Non ho finora detto nulla su tutto ciò, perché mi mancano i dati elementari di informazione: quante sono le elettrici, quanti gli elettori; quante le candidate e quanti i candidati; e quante le elette e quanti gli eletti, quante le astensioniste, quanti gli astensionisti. Certo, rispetto a un patriarcato becero, violento e prepotente posso anche adattarmi a un patriarcato soft, magari addirittura gentile, ma non posso dichiararmi soddisfatta. Dato che noi donne siamo più numerose degli uomini, vorrei sapere se l'astensionismo sia più diffuso tra le donne, e perché. Vorrei che il patriarcato se ne occupasse almeno per il proprio interesse e nel contempo si degnasse di fornire dati sui comportamenti delle elettrici, non dimenticando che conquistare il voto delle elettrici è un compito generale.

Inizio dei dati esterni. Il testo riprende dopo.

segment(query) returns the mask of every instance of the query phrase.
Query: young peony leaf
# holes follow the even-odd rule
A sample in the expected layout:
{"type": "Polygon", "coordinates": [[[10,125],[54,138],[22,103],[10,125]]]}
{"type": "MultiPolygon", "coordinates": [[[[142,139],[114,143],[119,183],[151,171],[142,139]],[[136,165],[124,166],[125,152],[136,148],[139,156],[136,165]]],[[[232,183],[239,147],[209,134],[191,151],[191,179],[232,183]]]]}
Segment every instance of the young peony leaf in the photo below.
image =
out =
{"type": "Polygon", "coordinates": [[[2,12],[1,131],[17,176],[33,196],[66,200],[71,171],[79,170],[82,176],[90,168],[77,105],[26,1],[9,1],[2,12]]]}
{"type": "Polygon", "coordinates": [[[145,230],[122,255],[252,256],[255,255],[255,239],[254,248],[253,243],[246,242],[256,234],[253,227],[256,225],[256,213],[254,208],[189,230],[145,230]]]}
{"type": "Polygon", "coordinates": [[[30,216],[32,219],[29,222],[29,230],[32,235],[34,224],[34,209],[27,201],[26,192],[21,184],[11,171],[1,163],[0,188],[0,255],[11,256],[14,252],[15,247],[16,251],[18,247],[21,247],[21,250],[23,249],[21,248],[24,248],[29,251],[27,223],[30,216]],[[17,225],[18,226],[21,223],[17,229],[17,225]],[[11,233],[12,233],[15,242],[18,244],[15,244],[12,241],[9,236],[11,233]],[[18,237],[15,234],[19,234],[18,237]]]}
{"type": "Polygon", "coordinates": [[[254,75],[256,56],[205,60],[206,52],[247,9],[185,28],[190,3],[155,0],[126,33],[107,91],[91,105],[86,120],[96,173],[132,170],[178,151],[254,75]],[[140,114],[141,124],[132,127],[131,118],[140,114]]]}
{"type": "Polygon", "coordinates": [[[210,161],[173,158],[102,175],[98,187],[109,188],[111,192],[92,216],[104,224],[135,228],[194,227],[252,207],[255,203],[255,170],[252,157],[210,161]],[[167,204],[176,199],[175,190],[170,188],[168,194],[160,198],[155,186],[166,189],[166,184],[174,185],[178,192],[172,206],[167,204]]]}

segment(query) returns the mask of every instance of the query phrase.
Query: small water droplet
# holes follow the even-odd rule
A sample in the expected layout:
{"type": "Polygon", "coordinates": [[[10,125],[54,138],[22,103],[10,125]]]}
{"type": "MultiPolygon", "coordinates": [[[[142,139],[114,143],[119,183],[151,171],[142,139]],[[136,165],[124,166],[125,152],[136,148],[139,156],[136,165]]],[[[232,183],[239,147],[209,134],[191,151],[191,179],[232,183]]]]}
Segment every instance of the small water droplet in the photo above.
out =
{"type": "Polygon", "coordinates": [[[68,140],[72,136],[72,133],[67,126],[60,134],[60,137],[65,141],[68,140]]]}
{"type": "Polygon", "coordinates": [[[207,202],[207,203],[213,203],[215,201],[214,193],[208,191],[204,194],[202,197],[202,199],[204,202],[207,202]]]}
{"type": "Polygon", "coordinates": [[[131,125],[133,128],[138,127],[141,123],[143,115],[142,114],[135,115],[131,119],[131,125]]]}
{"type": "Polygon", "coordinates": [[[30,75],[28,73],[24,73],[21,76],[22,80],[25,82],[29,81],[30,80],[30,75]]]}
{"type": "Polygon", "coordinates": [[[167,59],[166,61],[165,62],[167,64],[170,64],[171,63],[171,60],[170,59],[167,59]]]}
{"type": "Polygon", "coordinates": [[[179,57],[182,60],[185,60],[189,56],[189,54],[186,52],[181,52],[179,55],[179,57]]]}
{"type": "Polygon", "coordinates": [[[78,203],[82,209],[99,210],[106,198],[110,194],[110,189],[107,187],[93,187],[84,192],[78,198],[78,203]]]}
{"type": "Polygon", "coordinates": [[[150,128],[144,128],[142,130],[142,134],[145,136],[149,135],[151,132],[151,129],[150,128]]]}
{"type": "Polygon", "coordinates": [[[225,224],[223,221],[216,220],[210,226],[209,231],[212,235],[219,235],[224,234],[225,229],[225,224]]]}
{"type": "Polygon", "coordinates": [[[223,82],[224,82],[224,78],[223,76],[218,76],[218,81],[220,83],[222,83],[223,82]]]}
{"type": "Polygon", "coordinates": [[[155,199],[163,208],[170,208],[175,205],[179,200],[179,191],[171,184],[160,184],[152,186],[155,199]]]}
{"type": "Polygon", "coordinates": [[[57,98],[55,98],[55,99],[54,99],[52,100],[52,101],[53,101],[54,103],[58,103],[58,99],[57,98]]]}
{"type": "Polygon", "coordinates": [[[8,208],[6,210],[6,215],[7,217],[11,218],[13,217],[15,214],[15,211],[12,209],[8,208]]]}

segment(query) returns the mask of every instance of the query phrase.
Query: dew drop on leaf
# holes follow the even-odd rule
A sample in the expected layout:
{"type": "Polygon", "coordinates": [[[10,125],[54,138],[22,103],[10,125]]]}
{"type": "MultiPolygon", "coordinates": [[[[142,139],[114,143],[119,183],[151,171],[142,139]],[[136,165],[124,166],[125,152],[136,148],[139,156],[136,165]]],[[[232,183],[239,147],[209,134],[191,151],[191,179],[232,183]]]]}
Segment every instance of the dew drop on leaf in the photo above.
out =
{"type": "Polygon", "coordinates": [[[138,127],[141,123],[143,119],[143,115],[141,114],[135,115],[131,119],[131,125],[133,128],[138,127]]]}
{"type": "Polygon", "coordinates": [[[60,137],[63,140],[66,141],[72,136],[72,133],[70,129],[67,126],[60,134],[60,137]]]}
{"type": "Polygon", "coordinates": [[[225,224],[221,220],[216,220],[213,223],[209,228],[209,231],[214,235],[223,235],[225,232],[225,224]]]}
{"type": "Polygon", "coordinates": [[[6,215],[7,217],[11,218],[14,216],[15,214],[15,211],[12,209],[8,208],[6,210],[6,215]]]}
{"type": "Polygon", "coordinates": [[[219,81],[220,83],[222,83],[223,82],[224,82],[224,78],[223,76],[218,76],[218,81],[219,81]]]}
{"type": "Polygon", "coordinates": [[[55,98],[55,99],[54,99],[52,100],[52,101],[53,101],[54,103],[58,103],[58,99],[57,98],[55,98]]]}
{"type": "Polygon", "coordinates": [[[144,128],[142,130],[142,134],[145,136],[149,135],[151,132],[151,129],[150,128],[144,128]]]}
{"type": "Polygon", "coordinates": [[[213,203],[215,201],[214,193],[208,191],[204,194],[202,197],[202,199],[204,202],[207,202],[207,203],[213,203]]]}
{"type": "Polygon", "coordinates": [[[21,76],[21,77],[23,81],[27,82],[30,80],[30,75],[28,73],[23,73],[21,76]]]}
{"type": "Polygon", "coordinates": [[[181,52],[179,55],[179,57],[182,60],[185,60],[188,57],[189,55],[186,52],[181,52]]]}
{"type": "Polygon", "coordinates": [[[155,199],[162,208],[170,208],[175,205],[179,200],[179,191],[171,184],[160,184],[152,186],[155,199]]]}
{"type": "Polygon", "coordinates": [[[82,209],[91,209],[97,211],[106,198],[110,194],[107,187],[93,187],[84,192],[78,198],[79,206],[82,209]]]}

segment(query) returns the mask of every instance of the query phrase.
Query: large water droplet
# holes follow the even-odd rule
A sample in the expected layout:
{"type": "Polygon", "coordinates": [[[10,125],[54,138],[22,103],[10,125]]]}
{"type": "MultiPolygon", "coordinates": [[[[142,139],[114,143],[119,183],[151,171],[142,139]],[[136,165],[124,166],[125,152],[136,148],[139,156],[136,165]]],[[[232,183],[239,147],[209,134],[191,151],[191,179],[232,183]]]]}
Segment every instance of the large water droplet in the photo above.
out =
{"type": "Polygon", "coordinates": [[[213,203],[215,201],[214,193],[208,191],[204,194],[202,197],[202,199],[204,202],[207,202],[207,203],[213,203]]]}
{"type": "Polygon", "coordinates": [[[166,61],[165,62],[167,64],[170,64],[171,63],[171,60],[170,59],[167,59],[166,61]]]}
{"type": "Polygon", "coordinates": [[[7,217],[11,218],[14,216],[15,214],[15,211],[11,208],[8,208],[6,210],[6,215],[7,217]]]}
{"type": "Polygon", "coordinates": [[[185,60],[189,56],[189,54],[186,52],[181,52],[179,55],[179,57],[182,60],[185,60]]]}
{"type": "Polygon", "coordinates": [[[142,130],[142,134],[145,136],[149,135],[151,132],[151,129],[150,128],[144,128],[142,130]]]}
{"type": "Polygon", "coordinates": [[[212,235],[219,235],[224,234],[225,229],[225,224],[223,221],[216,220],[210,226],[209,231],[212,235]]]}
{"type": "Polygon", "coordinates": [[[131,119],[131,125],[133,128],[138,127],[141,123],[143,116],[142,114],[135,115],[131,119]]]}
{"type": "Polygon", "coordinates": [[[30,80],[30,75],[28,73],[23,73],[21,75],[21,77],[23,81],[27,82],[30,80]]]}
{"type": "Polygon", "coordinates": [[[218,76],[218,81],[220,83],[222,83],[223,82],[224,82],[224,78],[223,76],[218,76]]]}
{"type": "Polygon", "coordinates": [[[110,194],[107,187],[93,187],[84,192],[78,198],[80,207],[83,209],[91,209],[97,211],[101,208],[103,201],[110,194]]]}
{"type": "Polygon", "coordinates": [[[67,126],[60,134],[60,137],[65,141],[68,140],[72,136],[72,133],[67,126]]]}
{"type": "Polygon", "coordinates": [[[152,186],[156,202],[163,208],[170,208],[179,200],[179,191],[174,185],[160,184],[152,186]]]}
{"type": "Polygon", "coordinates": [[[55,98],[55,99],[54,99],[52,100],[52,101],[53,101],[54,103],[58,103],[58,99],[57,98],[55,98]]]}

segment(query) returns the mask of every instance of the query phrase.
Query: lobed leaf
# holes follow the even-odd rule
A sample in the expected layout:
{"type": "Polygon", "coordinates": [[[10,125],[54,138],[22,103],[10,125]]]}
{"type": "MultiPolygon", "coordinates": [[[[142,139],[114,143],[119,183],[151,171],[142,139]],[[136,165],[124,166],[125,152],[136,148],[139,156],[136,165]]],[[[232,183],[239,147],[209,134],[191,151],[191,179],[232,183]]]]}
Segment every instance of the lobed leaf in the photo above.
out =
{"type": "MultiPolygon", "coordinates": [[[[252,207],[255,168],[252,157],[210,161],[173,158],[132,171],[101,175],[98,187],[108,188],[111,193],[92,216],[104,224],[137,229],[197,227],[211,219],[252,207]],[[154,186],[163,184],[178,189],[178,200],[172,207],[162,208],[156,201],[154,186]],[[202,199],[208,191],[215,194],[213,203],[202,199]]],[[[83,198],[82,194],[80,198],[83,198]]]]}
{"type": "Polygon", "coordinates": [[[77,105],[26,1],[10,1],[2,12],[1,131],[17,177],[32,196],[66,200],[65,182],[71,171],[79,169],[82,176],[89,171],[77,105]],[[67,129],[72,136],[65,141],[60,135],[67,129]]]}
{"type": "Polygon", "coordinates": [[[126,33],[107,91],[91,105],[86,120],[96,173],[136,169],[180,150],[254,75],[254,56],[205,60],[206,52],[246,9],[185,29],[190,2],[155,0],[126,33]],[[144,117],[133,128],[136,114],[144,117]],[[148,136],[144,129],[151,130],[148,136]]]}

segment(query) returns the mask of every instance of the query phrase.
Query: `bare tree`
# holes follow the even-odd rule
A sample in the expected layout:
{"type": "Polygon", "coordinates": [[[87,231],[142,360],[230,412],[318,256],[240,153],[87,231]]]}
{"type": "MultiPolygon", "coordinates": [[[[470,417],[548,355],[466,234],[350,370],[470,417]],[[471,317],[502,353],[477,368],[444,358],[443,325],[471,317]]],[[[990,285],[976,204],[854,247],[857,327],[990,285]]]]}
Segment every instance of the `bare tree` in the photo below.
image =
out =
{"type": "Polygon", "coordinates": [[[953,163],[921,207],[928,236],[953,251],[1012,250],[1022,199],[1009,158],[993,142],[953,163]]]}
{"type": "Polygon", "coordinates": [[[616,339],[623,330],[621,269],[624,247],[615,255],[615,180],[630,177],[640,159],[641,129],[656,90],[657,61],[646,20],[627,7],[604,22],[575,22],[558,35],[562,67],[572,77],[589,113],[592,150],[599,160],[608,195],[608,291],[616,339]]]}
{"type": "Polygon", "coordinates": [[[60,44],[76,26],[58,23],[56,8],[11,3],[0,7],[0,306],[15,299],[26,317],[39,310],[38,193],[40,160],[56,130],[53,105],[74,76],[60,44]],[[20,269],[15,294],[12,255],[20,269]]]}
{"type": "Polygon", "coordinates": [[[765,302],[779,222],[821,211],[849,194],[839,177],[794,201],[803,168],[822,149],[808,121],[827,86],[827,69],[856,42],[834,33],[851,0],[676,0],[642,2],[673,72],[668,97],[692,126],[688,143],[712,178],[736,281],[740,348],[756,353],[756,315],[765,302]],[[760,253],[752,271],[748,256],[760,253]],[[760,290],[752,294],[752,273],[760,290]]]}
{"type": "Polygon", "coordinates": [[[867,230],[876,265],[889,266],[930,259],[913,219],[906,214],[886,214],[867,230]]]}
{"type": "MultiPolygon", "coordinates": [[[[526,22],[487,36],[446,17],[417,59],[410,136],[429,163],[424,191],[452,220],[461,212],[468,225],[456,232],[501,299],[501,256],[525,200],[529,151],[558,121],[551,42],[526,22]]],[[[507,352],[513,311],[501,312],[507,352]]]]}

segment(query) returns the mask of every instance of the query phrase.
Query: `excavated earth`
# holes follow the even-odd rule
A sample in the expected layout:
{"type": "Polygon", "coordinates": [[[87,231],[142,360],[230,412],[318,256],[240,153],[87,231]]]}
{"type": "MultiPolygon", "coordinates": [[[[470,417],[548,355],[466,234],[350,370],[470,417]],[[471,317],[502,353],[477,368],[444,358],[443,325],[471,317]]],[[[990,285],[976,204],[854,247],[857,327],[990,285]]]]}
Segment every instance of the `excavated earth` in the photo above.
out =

Né che il predominio politico maschile, non contenuto da norme, si chiama sopraffazione di genere e se persone che si definiscono di Sinistra o addirittura comunisti non avvertano la contraddizione cocente, anche di etica politica, in cui si trovano.
Chiedo almeno che -dopo i ballottaggi- si pretenda formalmente che i dati vengano forniti disaggregati per appartenenza di genere, cosa che un tempo si faceva: perché non più?